KEY TAKEAWAYS
- The study aimed to predict LC recurrence using preoperative CT scans in high-risk pts, guiding treatment strategies.
- Researchers found that the trained model aids clinicians by pinpointing high-risk lung regions, enhancing LC detection and clinical management.
Radical surgery is considered the primary treatment for early-stage resectable lung cancer (LC), yet recurrence after curative surgery is not rare. Identifying patients (pts) at high risk of recurrence using preoperative computed tomography (CT) images may enable more aggressive surgical approaches, shorter surveillance intervals, and intensified adjuvant treatments.
Jihwan Park and the team aimed to predict LC recurrence using preoperative CT scans in high-risk pts for guided aggressive surgical approaches and intensified post-surgery treatments.
Researchers retrieved anonymized imaging and clinical data from an institutional database, focusing on pts who underwent curative pulmonary resections for non-small cell lung cancers (NSCLCs).
They used the Mask Region-based Convolutional Neural Network (MRCNN)- a deep learning model, for the prediction of cancer locations and assignment of recurrence classification scores.

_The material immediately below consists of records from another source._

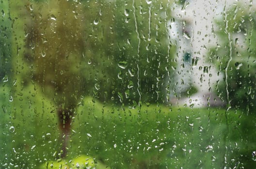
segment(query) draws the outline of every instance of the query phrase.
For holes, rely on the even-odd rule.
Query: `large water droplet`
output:
[[[57,20],[57,17],[54,14],[51,15],[50,19],[53,20],[54,21]]]
[[[14,126],[11,126],[10,128],[9,128],[9,130],[12,133],[13,133],[15,131],[15,128],[14,127]]]
[[[152,3],[152,0],[146,0],[146,2],[147,2],[147,3],[149,5],[149,4],[151,4],[151,3]]]
[[[10,97],[10,99],[9,99],[9,101],[11,101],[11,102],[13,101],[13,97],[12,96],[11,96]]]
[[[129,13],[130,13],[130,11],[129,11],[128,9],[126,9],[125,10],[125,15],[126,16],[129,16]]]
[[[235,63],[235,66],[236,66],[236,68],[238,70],[242,66],[242,63],[237,62]]]

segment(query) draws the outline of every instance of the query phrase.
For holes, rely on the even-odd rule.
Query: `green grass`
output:
[[[61,140],[54,104],[35,85],[12,90],[5,85],[0,91],[0,166],[36,168],[57,161]],[[75,114],[67,159],[84,155],[111,169],[256,166],[256,118],[239,111],[226,118],[224,109],[132,109],[86,97]]]

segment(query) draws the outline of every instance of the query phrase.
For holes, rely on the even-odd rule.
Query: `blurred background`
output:
[[[0,168],[255,168],[255,3],[0,0]]]

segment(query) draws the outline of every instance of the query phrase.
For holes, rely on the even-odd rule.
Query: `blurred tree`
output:
[[[225,75],[218,84],[218,93],[228,99],[232,107],[249,112],[256,105],[256,16],[251,12],[252,6],[248,10],[243,5],[228,9],[217,21],[218,43],[211,49],[209,59]]]
[[[54,102],[63,156],[83,96],[132,106],[165,100],[174,62],[168,2],[132,2],[10,0],[14,91],[32,81]]]

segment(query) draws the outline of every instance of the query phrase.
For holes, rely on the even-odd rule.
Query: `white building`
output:
[[[215,21],[238,3],[255,6],[256,1],[188,0],[183,5],[172,7],[175,22],[170,21],[170,33],[177,46],[177,61],[174,79],[177,85],[170,89],[172,104],[195,107],[224,104],[213,93],[217,82],[223,80],[224,75],[218,73],[207,56],[209,48],[218,43]],[[197,88],[197,93],[188,98],[179,97],[192,86]]]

To find optimally trained weighted model values, preprocessing Python codes were developed, the dynamic learning rate was adjusted, and a hyperparameter was added to the model was modified.
The study conducted classifications after training the model using the validation dataset. The evaluation yielded performance metrics: bounding box (0.390), classification (0.034), mask (0.266), Region Proposal Network (RPN) bounding box (0.341), and RPN classification (0.054). These metrics demonstrated the model’s capability to identify LC recurrence sites accurately.
Subsequently, the identified recurrence sites were precisely mapped onto chest CT images, effectively highlighting areas of primary concern. This approach enhanced the ability to target surveillance and device treatment methods for early-stage resectable pts with LC at high risk of recurrence.
The results concluded that the trained model allowed physicians to focus on specific lung regions where cancer recurrence was more likely expected, which acted as a pivotal tool in aiding the detection and diagnosis of LC. Serving as a clinical decision support system, it offered substantial support in managing pts with LC.
The study was financially supported by the Catholic Medical Center Research Foundation made in the program year of 2020 in the form of a grant to MHM [5-2020-B0001-00262].
Source: https://pubmed.ncbi.nlm.nih.gov/38995927/
Park J, Rho MJ and Moon MH, (2024). “Enhanced deep learning model for precise nodule localization and recurrence risk prediction following curative-intent surgery for lung cancer.” PLoS One. 2024 Jul 12;19(7):e0300442. doi: 10.1371/journal.pone.0300442. PMID: 38995927; PMCID: PMC11244817.